In other words; “power is everywhere, not because it embraces everything, but because it comes from everywhere”. (p. 93). In developing an understanding of power in this way, Foucault argues that the question we must be asking therefore is:

“In a specific type of discourse on sex, in a specific form of extortion of truth, appearing historically and in specific places (around the child’s body, apropos of women’s sex, in connection with practices restricting births, and so on), what were the most immediate, the most local power relations at work?” (p. 97)

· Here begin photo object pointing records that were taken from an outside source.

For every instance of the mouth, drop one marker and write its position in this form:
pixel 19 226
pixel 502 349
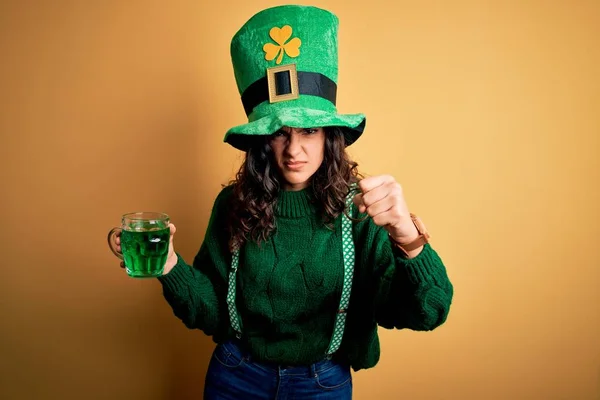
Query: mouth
pixel 294 165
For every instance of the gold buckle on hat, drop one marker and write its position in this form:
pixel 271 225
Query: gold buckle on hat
pixel 293 75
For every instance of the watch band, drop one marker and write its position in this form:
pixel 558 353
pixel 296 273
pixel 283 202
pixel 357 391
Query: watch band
pixel 421 240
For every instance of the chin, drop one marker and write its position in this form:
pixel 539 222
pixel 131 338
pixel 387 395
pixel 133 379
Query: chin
pixel 297 181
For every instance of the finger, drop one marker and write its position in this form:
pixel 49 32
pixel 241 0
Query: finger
pixel 370 183
pixel 376 194
pixel 386 218
pixel 382 206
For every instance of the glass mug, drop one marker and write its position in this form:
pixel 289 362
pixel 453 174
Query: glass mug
pixel 144 243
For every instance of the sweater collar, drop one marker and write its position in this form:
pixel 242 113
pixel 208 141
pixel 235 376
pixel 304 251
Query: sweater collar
pixel 294 204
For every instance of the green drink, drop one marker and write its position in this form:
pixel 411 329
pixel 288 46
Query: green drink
pixel 144 243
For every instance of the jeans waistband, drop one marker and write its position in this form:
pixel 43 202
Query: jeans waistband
pixel 235 346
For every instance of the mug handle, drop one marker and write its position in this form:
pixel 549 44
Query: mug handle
pixel 111 242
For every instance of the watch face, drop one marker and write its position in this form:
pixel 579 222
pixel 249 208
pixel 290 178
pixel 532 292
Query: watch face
pixel 420 225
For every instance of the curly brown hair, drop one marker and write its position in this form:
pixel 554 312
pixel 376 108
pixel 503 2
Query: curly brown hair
pixel 255 188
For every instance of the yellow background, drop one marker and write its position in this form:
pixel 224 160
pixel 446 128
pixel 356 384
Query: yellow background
pixel 487 112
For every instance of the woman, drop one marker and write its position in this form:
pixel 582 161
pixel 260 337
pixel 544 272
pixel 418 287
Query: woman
pixel 302 259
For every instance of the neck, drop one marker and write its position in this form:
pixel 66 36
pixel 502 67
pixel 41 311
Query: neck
pixel 294 203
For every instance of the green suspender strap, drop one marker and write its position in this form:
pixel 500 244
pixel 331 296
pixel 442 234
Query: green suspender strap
pixel 340 319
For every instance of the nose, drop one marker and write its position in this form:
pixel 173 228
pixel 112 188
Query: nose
pixel 293 147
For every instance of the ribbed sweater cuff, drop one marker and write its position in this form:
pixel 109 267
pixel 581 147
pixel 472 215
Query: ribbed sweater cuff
pixel 178 278
pixel 424 268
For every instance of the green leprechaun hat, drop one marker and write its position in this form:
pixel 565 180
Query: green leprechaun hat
pixel 285 61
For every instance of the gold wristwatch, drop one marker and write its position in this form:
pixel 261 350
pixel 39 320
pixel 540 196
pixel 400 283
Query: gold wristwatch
pixel 419 241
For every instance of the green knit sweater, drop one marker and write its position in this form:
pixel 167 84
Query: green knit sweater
pixel 289 288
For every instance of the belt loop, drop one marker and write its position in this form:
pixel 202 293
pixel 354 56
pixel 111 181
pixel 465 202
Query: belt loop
pixel 313 370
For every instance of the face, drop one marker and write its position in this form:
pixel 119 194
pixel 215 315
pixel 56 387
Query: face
pixel 298 153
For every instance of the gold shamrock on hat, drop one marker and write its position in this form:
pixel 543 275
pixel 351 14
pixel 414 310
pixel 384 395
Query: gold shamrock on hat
pixel 280 36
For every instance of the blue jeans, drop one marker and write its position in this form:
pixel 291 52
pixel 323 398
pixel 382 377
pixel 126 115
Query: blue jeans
pixel 233 375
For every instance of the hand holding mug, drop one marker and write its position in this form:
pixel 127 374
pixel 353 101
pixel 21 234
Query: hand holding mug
pixel 144 243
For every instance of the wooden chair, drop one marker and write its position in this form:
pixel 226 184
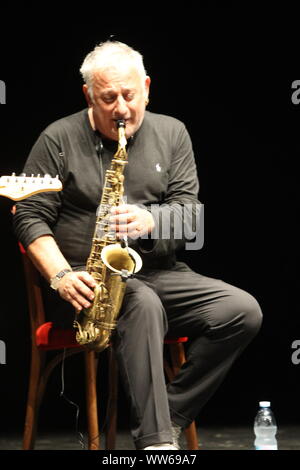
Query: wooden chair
pixel 45 337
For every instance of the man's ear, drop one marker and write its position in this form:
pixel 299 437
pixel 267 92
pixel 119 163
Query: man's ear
pixel 87 95
pixel 147 86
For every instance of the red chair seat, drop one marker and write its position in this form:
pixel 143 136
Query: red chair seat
pixel 50 337
pixel 175 340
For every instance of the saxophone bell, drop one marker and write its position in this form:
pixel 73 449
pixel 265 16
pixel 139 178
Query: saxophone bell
pixel 111 262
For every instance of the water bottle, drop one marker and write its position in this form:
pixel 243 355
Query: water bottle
pixel 265 428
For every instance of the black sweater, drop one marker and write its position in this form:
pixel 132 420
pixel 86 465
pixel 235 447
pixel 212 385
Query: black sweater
pixel 161 171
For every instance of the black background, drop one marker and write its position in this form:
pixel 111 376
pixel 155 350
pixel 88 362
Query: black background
pixel 227 73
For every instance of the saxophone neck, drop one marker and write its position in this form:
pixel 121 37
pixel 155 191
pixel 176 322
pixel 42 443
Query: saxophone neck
pixel 121 134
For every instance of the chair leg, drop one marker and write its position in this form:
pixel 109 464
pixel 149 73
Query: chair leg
pixel 112 407
pixel 178 359
pixel 33 399
pixel 91 399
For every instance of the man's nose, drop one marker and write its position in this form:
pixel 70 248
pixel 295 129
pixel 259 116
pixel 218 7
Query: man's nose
pixel 121 106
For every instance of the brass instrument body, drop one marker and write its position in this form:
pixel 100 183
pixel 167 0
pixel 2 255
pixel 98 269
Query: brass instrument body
pixel 109 262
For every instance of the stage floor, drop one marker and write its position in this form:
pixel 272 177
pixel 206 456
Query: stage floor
pixel 210 438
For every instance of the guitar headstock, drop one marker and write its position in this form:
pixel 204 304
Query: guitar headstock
pixel 21 187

Investigating this question, in Domain section, Foucault looks at the local power relations at work, identifying four strategies. These are; a hysterization of women’s bodies, a pedagogization of children’s sex, a socialization of procreative behaviour and a psychiatrization of perverse pleasure. (p. 104). As Foucault says:

“Four figures emerged from the preoccupation with sex, which mounted throughout the nineteenth century – four privileged objects of knowledge, which were also targets and anchorage points for the ventures of knowledge: the hysterical woman, the masturbating child, the Malthusian couple, and the perverse adult. Each of the correspond to one of these strategies which, each in its own way, invested and made use of the sex of women, children, and men.” (p.105)

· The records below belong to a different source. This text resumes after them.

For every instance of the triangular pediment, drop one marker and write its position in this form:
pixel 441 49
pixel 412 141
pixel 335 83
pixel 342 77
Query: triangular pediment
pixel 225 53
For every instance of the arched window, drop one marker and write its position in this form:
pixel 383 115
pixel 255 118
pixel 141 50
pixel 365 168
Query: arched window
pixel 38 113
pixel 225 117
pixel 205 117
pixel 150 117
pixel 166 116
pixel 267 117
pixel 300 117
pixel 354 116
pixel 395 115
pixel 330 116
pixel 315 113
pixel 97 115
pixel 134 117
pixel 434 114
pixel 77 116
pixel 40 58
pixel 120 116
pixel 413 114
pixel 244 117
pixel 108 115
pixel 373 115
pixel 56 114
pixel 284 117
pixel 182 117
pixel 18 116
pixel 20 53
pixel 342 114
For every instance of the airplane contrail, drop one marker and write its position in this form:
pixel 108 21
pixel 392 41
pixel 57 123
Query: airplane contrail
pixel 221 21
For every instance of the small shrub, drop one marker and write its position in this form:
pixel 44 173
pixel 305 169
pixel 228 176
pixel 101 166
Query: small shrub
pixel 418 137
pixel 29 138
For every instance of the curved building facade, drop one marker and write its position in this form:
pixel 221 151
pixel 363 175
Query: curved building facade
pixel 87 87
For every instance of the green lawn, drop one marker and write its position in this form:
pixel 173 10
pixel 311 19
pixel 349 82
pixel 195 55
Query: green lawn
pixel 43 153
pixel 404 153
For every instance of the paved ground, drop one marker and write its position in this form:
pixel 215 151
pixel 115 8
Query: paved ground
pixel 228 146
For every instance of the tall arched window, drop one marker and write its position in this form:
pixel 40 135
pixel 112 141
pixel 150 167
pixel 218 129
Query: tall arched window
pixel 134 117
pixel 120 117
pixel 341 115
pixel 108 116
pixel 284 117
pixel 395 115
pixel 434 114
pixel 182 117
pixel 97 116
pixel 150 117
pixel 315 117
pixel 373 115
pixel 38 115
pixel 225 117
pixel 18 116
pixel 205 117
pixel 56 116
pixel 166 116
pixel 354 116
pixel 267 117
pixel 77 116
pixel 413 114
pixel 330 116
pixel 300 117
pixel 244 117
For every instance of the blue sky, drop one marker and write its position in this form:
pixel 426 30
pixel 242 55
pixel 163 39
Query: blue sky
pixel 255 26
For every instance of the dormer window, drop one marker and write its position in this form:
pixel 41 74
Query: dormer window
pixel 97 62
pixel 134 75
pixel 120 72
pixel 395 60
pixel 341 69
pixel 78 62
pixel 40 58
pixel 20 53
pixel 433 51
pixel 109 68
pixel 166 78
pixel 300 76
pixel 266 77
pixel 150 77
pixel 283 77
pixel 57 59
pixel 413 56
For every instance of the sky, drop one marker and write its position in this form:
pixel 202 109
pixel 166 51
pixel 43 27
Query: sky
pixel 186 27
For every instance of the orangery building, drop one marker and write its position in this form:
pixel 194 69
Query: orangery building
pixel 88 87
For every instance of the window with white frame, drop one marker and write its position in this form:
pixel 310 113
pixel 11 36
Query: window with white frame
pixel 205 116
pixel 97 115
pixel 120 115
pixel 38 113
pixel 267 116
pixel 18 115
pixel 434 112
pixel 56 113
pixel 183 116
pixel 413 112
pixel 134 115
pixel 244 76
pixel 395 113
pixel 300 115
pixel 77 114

Foucault argues that these four anchor points point to  shift in Western society from relations of sex around a ‘deployment of alliance’; or systems of marriage, kinship ties and transmission of names and possessions,  to a ‘deployment of sexuality’. The development of this new deployment of sexuality leads to a key hypothesis:

“We are compelled, then, to accept three or four hypotheses which run counter to the one on which the theme of a sexuality repressed by the modern forms of society is based: sexuality is tied to recent devices of power; it has been expanding at an increasing rate since the seventeenth century; the arrangement that has sustained it is not governed by reproduction; it has been linked from the outset with an intensification of the body – with its exploitation as an object of knowledge and an element in relations to power.” (p. 107)

Finally, Foucault examines how this ‘deployment of sexuality’ has occurred in a time in the last chapter, Periodization. Here, Foucault makes the key analysis that the new deployment of sexuality was not something imposed upon the working classes from the bourgeois, but rather something the bourgeois tried first. This was based on a desire by the bourgeois to obtain the knowledge of truth first, in particular to maximise life:

“The primary concern was not repression of the sex of the classes to be exploited, but rather the body, vigor, longevity, progeniture, and descent of the classes that “ruled”.” (p.123)

This leaves us with the final thought: gaining the truth of sex was and is power in itself.

This leaves us with a very short section on the final part of Foucault’s piece, The Right of Death and Power Over Life. This is probably a good way to go, as in some ways this chapter feels a little tacked on to the end of Foucault’s piece (despite it’s interesting content). This chapter can be summarised simply; Foucault argues that our motivations over life and death have changed dramatically. In medieval times, he argues the state had a power over the “Right to Death” – death was something that could be given at will. Now, however, the state acts to provide a “Right to Life”, whether the management of population, or the management of humans health. This builds directly into a system of truth around sexuality and life; one in which the development of “truth” has allowed for the management of life.

So, how does one summarise Foucault? It’s really quite difficult and I’ve learnt through writing these pieces that it is very difficult to get your head around what is such a tiny piece. All I would say is read it. We will all take different things out of it, but it is definitely worth getting your head into.